Researchers from the World Weather Attribution Initiative, including scientists from universities and weather agencies in North America and Europe, analyzed computer simulations to compare today’s climate with that of the past and concluded that the record breaking heat wave would have been “virtually impossible” without the human influence.
“An event of this extreme would have been virtually impossible in the past,” said Sarah Kew of the Royal Netherlands Meteorological Institute. “But we are going to see more intense and more frequent heat waves in the future.”
Scientists involved in the recently published report estimate that such events in the current climate, which is about 1.2 ° C warmer than before the start of the industrial revolution, should only occur once per millennium.
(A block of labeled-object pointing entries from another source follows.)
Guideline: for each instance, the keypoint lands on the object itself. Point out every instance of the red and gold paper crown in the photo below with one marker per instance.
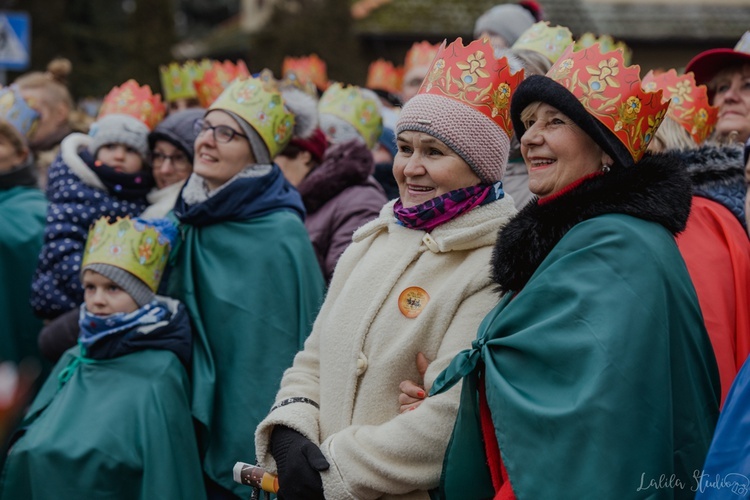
(420, 54)
(383, 75)
(548, 41)
(689, 104)
(472, 76)
(311, 68)
(217, 78)
(611, 92)
(607, 43)
(136, 101)
(177, 80)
However, they added that if global temperatures rose 2 ° C above pre-industrial revolution levels, heatwaves of this magnitude could occur at least once or twice a decade.
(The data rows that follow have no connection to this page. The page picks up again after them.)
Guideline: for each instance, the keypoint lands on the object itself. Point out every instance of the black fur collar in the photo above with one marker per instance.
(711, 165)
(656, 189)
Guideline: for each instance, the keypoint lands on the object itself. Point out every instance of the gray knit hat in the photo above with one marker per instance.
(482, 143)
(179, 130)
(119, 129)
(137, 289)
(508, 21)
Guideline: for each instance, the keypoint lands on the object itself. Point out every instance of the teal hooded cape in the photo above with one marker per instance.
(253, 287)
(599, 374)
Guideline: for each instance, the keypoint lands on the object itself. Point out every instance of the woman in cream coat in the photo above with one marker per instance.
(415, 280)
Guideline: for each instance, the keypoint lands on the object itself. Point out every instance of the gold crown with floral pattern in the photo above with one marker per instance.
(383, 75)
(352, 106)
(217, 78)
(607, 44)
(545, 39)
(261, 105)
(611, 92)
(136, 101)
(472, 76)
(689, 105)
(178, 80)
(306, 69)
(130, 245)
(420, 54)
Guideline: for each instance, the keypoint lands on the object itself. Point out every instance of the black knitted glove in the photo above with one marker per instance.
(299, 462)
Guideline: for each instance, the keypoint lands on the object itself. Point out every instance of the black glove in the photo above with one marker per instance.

In 2020, a heat wave in Siberia caused forest fires and melting permafrost with temperatures reaching 38 ° C. The World Weather Attribution Initiative released a report indicating that climate change made this event at least 600 times more likely.
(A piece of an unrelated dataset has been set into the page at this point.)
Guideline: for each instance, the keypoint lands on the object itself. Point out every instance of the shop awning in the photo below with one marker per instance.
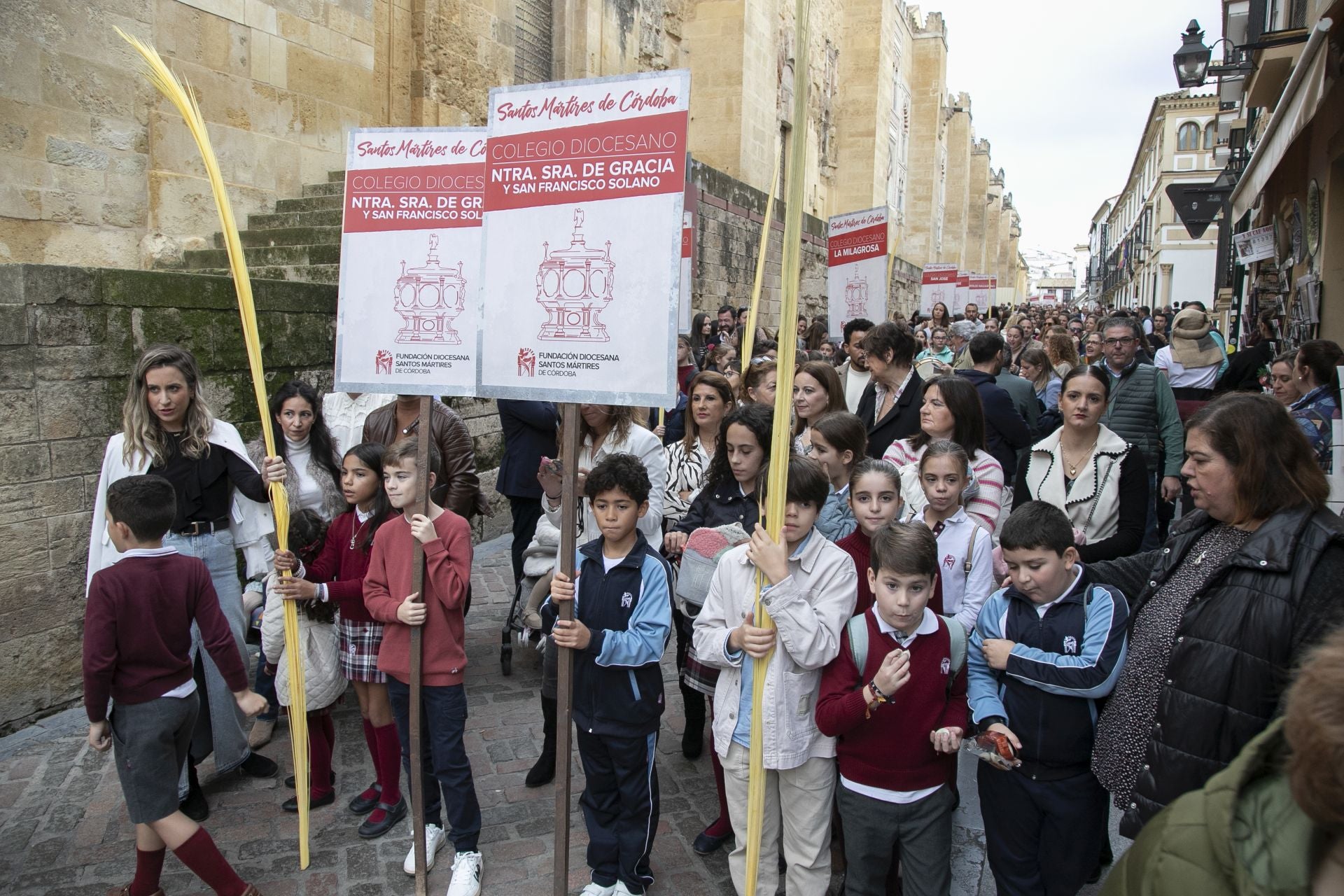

The report has yet to be peer reviewed, but scientists plan to submit it for review in the near future. Radio-Canada News has more details.
Four global banks, including Canada’s CIBC, have announced their intention to launch a pilot platform for buying and selling voluntary carbon credits, which marks the latest sign of the financial community’s growing interest in the booming carbon offset market. CIBC, UK group NatWest, National Australia Bank and Brazil’s Itaú Unibanco said their Project Carbon initiative will create a more liquid market for carbon offsets and help clients manage risks associated with climate costs.
“Climate change is one of the most important challenges of our time. We help our personal business and banking clients understand and reduce their carbon footprint through partnerships like Project Carbon, ”said Alison Rose, CEO of NatWest Group. Reuters has the whole story.
The Norwegian government announced on Wednesday that the country will spend $ 1.2 billion over the next five years to support renewable energy projects that will reduce greenhouse gas emissions in developing countries. The climate fund, administered by the Norwegian Investment Fund for Developing Countries, will start operating in 2022 and will focus on reducing dependence on fossil fuels, especially coal.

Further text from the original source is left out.